Source: U.S. Bureau of Labor Statistics, Employment Projections Program.
Real output is projected to increase by almost $7.0 trillion (in chain-weighted 2005 dollars),5 from $23.2 trillion in 2012 to nearly $30.2 trillion in 2022, a 2.6-percent annual growth rate. This increase is larger and faster than the increase of $2.2 trillion, an annual growth rate of 1.0 percent, seen between 2002 and 2012. The majority of output growth over the projection period is expected to come from the service-providing sectors. Between 2012 and 2022, real output in these sectors is projected to rise from $16.1 trillion to almost $21.0 trillion, a 2.6-percent-per-year rate of increase. This growth rate is faster than the 1.5-percent-per-year rate of increase seen in the 2002–2012 period. The service-providing sectors are expected to increase their share of nominal output from 68.3 percent in 2012 to 69.4 percent in 2022. This increase continues the growth trend seen in the previous decade. The goods-producing sectors, excluding agriculture, are projected to increase their real output from $5.6 trillion in 2012 to nearly $7.4 trillion in 2022, an annual rate of increase of 2.7 percent. This increase is a reversal from the 0.4-percent-per-year decline experienced in the previous decade, in which real output fell from nearly $5.9 trillion in 2002 to just above $5.6 trillion in 2012. The share of nominal output attributed to the goods-producing sectors is expected to decline from 25.4 percent in 2012 to 24.5 percent in 2022. This fall continues the declining trend seen in the previous decade. Real output in the agriculture, forestry, fishing, and hunting sector is expected to increase by $69.2 billion, from $307.3 billion in 2012 to $376.5 billion in 2022, a 2.1-percent-per-year rate of increase. This annual growth rate is faster than the growth rate of 1.1 percent experienced between 2002 and 2012. The share of nominal output for the agricultural sector is expected to fall from 1.5 percent in 2012 to 1.2 percent in 2022. (See table 2.)

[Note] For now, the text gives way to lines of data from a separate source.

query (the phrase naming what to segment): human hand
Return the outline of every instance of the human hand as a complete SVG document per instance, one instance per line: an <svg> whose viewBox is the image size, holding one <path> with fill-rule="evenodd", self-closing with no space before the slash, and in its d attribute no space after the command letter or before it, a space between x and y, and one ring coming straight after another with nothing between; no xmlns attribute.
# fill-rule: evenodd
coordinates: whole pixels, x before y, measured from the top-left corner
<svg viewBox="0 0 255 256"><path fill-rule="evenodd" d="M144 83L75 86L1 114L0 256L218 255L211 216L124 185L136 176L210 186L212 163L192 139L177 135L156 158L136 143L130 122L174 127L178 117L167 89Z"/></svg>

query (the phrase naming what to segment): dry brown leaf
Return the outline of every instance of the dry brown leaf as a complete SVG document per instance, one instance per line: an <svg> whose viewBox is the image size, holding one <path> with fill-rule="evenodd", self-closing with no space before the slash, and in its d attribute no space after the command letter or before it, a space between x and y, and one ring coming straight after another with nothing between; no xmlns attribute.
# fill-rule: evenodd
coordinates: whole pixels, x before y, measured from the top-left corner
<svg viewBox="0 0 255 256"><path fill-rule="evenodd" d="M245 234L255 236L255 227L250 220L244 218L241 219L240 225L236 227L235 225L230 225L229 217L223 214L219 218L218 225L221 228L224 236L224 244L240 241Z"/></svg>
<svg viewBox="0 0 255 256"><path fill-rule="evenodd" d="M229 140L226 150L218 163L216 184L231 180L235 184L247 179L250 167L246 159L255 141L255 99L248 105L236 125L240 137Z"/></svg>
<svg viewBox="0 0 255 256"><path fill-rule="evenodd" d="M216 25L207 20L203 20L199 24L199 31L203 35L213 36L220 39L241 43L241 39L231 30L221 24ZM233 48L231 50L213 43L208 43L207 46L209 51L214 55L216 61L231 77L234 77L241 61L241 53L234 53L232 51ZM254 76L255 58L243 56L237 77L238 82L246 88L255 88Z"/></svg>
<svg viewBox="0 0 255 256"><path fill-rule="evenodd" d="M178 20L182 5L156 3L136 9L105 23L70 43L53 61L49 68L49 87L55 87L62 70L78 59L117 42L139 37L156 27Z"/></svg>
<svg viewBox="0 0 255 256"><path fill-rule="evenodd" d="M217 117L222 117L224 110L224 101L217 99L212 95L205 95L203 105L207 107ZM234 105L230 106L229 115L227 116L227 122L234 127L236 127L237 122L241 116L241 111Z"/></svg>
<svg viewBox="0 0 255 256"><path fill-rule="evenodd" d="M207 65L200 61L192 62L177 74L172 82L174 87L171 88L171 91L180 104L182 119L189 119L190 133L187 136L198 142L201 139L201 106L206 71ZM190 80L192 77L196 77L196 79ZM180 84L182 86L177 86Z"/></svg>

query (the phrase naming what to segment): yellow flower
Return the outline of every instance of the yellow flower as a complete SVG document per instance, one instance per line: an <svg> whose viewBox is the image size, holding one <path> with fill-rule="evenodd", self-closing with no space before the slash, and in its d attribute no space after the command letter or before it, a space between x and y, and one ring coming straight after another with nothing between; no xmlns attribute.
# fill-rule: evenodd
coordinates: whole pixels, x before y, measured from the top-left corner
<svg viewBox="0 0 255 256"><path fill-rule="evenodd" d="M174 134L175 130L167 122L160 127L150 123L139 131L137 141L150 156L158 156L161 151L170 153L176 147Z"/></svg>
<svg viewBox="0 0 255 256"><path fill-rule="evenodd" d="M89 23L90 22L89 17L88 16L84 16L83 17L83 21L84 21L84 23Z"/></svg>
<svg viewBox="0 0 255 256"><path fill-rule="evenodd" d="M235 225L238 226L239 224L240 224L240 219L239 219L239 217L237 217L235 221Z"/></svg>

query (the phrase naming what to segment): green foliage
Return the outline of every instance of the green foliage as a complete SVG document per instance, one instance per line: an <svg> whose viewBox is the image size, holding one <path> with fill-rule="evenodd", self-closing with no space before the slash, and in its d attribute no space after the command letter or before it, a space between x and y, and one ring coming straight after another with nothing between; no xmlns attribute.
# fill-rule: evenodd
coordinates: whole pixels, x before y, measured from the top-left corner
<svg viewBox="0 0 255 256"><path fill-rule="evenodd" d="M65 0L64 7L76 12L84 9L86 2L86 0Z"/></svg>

1 The National Bureau of Economics Research (NBER) is generally recognized as the official arbiter of recessions in the United States. The NBER identified the latest recession as starting in December 2007 and ending in June 2009. For more information, visit the NBER website on the Internet at http://www.nber.org.
3 Total employment is the summation of the employment figures among nonagricultural wage and salary workers; agriculture, forestry, fishing, and hunting workers; and self-employed and unpaid family workers. Nonagricultural wage and salary employment data are from the BLS Current Employment Statistics survey, except for private household employment data, which are provided by the Current Population Survey (CPS). The CPS also provides the data for self-employed and unpaid family workers, and agriculture, forestry, fishing, and hunting workers.
4 Nonagricultural wage and salary employment data are from the Current Employment Statistics survey, except for private household employment data, which are from the CPS. Logging workers are excluded.
5 Throughout this article, unless otherwise noted, output refers to real output in chain-weighted 2005 dollars.